Trapp hadn't said anything about that.

“Ye don't see no kid, do you?” the groom said. He pleaded to the others. “'E's a crazy American. Help me.”

But one of the men had been listening. “What's tha' about a bairn?”

“My daughter,” Ben said. “She was kidnapped yesterday, same time this man disappeared. She's four years old.”

“I dinna do anything,” the groom whined. “There's no lass here.”

“What did you do with her?” Ben said, twisting the groom's arm until the man screamed. The den's customers moved in closer.

“I dinna do nothing,” the groom repeated plaintively.

“Where is she?” Ben asked again, tightening his hold on the man's arm. In a moment, it would break. The groom realized it and started whimpering.

“I swear—”

“Where is she?” Ben said again, and this time his voice was like death. “Tell me now or I'll break your neck as well as your arm.”

The groom screamed. The men started closing in again.

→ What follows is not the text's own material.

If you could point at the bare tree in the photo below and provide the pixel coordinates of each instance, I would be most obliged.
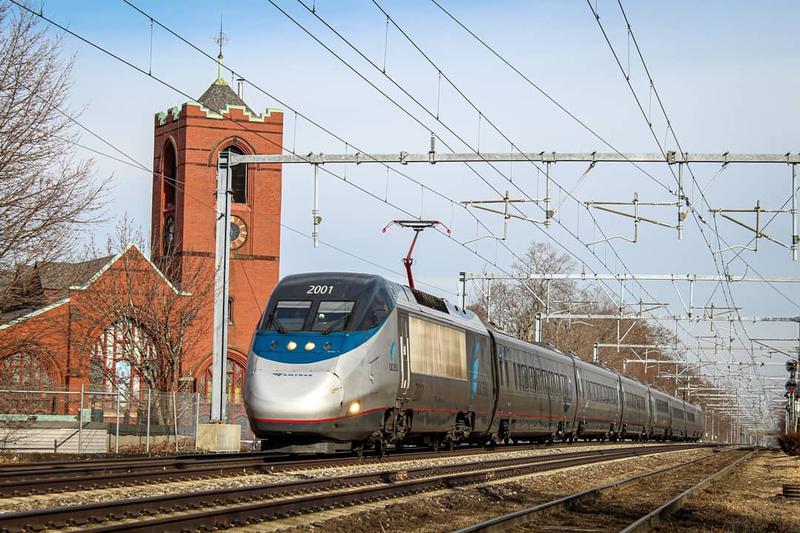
(48, 194)
(514, 305)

Ben turned the gun in their direction. “I'm very good with this, gentlemen,” he said coldly. “There are six bullets, and I won't miss with any of them.”

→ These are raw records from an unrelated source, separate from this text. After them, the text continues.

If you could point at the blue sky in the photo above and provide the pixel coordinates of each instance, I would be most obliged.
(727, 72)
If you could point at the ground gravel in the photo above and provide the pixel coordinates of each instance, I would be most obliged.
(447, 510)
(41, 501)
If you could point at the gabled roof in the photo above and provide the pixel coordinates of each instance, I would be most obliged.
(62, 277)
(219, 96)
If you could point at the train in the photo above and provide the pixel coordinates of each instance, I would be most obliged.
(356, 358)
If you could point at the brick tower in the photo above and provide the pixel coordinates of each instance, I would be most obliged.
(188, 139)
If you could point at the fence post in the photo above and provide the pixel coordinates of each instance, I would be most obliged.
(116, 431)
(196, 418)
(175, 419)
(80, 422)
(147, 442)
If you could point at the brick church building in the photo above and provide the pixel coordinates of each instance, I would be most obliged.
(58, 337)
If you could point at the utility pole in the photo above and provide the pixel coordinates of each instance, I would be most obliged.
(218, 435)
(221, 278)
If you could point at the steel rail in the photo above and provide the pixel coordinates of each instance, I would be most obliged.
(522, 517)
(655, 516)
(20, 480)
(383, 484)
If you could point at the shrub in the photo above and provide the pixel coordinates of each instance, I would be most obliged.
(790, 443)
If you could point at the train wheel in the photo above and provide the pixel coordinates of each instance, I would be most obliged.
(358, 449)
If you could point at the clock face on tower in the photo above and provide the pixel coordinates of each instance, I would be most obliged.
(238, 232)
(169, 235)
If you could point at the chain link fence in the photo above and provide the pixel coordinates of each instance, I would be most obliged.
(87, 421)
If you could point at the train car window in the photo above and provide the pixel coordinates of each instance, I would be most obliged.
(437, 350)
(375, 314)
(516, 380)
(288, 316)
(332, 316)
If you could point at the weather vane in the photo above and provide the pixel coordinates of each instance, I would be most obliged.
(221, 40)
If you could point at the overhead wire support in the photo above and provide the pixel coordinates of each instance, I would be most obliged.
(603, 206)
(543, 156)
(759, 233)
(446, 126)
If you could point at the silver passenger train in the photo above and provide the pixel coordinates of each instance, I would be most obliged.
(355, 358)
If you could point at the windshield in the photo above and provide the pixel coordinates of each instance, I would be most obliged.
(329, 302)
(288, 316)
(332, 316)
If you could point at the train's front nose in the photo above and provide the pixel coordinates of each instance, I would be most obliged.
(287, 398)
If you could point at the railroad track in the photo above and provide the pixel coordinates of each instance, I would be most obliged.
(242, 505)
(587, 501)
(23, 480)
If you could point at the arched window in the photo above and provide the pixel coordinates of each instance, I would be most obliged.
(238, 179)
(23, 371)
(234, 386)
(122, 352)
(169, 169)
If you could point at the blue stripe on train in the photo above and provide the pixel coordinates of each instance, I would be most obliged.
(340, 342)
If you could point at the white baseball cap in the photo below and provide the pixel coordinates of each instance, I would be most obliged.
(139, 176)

Tension radiated in the room, and Ben knew it was a matter of seconds before the mob rushed him. He cocked the pistol.

“Found the bloody piece of dung, did you?”

The question came from the doorway. Everyone turned toward the sound. Drew sauntered in with the self-assured arrogance of a true aristocrat. Resentment flashed across faces, but no one made a move toward him.

“And what has the bastard to say for himself?” Drew said with lazy insouciance.

“He's a bit reluctant to talk,” Ben replied.

Drew turned his attention to the crowd. “Do any of you have use for baby snatchers?”

The mutters turned angrier. “Ye mean 'e really took a bairn?”

“Aye,” Drew said.

“'E said this American took 'is money.”

“This American and I have been riding through the night to find him and the wee lass he took.” Drew's hazel eyes were as hard as agates. “We think he was going to take her on a ship to America.”

The leader who had demanded the groom's release stepped closer. “Ye give him to me and my fellows for a while. We'll get wha' ye want to know.”

The groom looked around desperately, then slumped in Ben's hold. “My sister's keeping her. Two blocks away. I weren't going to hurt her.”

“A Scot,” one of the workers said disgustedly, swinging a fist into the groom's stomach.